Weekly Legal News 3-7 December
A specialist criminal firm becomes wholly employee-owned, two regional firms merge to scale up and several US firms make up partners in London

Etsy
Hodge Jones & Allen becomes wholly employee-owned as solution to succession dilemma
London-based Hodges Jones & Allen has become the first-ever wholly employee-owned UK law firm following a change in its ownership structure as founding partner Patrick Allen continues to plan his succession. Allen, who stepped down as managing partner last year in favour of Vidisha Josh, has accumulated 70% of shares in the firm over his time there and there were concerns that his eventual retirement would trigger a huge loss of capital for the firm.

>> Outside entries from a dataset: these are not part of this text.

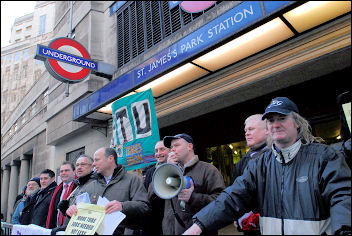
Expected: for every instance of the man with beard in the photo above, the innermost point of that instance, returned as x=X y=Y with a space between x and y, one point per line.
x=63 y=190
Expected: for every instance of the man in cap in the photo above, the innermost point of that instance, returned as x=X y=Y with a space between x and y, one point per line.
x=154 y=223
x=43 y=198
x=207 y=184
x=298 y=187
x=124 y=190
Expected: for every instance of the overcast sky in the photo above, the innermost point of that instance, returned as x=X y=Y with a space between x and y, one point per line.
x=10 y=10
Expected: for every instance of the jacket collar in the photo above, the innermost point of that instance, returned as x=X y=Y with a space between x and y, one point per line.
x=287 y=153
x=53 y=185
x=115 y=175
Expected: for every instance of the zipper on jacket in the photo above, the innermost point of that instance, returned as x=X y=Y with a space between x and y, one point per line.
x=282 y=192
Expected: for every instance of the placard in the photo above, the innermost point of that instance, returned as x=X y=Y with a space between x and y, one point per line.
x=135 y=130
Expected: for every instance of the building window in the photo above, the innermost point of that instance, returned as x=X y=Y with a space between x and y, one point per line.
x=45 y=97
x=17 y=56
x=24 y=118
x=42 y=24
x=9 y=58
x=73 y=156
x=33 y=109
x=143 y=24
x=15 y=73
x=25 y=70
x=26 y=54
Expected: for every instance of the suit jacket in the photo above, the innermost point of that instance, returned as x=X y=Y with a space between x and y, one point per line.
x=51 y=221
x=41 y=206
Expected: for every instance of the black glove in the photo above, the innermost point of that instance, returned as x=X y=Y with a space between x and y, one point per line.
x=61 y=228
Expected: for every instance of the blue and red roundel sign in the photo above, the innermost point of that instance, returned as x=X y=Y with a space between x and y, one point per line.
x=66 y=60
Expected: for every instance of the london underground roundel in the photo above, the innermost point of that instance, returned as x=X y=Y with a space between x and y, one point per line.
x=66 y=60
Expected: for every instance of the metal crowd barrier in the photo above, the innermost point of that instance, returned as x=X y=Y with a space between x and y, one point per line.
x=6 y=228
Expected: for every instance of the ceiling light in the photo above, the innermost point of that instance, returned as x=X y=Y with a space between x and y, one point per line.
x=252 y=42
x=315 y=13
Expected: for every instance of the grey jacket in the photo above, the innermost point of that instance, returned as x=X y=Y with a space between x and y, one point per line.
x=125 y=188
x=310 y=194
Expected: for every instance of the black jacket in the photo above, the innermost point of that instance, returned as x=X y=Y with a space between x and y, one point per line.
x=311 y=194
x=41 y=206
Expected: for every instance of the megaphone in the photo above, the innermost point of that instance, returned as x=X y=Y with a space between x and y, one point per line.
x=168 y=181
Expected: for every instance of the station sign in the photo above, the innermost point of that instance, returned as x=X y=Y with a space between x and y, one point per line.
x=66 y=60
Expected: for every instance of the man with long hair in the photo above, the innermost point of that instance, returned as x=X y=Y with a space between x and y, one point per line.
x=300 y=186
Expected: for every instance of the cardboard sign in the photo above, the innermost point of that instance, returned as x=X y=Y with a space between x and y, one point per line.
x=86 y=221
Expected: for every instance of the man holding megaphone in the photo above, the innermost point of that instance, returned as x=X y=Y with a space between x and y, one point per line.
x=184 y=196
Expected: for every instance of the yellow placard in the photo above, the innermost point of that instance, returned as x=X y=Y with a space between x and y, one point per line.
x=86 y=221
x=347 y=109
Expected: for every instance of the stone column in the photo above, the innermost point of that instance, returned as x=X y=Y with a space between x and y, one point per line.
x=12 y=190
x=5 y=190
x=24 y=173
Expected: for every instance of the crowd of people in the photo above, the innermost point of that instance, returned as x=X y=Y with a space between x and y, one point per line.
x=289 y=182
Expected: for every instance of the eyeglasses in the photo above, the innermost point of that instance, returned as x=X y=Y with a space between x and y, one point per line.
x=82 y=164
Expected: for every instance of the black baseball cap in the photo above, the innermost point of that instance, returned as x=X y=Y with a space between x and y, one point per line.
x=281 y=105
x=167 y=139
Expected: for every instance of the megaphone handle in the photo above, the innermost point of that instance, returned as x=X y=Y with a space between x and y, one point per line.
x=183 y=205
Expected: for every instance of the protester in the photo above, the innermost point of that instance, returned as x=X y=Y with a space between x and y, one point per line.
x=85 y=175
x=63 y=190
x=206 y=185
x=31 y=188
x=256 y=135
x=125 y=191
x=154 y=223
x=298 y=187
x=43 y=199
x=19 y=204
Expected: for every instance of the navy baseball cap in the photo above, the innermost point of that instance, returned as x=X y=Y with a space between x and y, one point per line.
x=167 y=139
x=281 y=105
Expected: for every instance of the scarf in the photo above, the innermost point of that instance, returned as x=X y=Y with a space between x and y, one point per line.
x=52 y=202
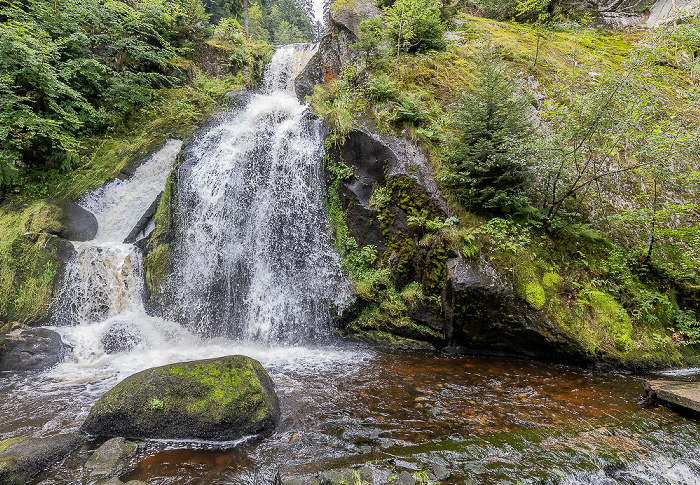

Keen to avoid breaking up the firm into different sellable parts, and not tempted by a merger, Allen and the rest of management set up an employee ownership trust (EOT), which will manage the firm’s profits and shares on behalf of employees with bonuses dependent on profit performance. Allen and Joshi will act as trustees while finance director and business consultant Kingsley Tedder of Coach House Consultancy will act as an independent external trustee for corporate governance and compliance. As part of this novel structure, all 230 employees will be entitled to annual tax-free distributions of up to £3,600 per year.
EOTs were introduced by the Finance Act 2014 as part of government initiatives to promote employee ownership models. No law firm before Hodge Jones & Allen had switched to such a model, however several firms have stopped just short; Signature Litigation operates under a co-operative structure whereby every firm member has a fixed, non-discretionary and proportionate entitlement to firm profits while both Stephens Scown and listed firm Gateley plc provide employees with minority stakes through trusts.
Ashfords merges with Boyes Turner, creating 100-partner firm
Consolidation continues apace in the UK legal market, with Ashfords and Boyes Turner announcing their merger, planned for 1 May 2019. Exeter-headquartered Ashfords has offices across the South West and in London while Boyes Turner operates out of a single office in Reading. Both have shown growth in the past year, however Ashfords has been expanding at a much quicker pace (turnover up 43% over the past five years) while Boyes Turner has yet to get back to its 2015 revenue levels. The new firm, operating under the name Ashfords, will employ 700 staff, 100 of whom are partners, and have a turnover of around £60 million.
Legacy Ashford cited its desire to scale up operations, win new clients and expand into the South East where it has an existing client base as its reasons for the takeover. Boyes Turner, in return, will benefit from a significant geographic expansion out of Reading, something it had already unsuccessfully tried to do in 2013 as part of tripartite merger talks with legacy Blake Lapthorn and Morgan Cole.
Quinn Emmanuel, Dechert and McDermott promote London partners
Several US firms made up new partners in their London offices this week:
Philadelphia-founded Dechert promoted 3 partners in the City out of a total of 16 worldwide, with white-collar crime lawyers Matthew Banham and Timothy Bowden being made up alongside tax lawyer Daniel Hawthorne. This reverses a trend of limited UK promotions (one last year, none the year before that) and coincides with a series of lateral hires, all pointing to significant investment in London by the 1000-lawyer firm.
Elsewhere, litigation and arbitration specialist firm Quinn Emmanuel Urquhart & Sullivan promoted two in London, out of a total of 14 worldwide, with competition specialist Nicola Chesaites, the first woman to be made partner in Quinn’s London office, and commercial litigator Aidan O’Rourke. Chicago-headquartered McDermott Will & Emery also made up two partners in London, out of a global total of 28, promoting private client lawyer Lynsey McIntyre and transactions specialist Linda Zeman.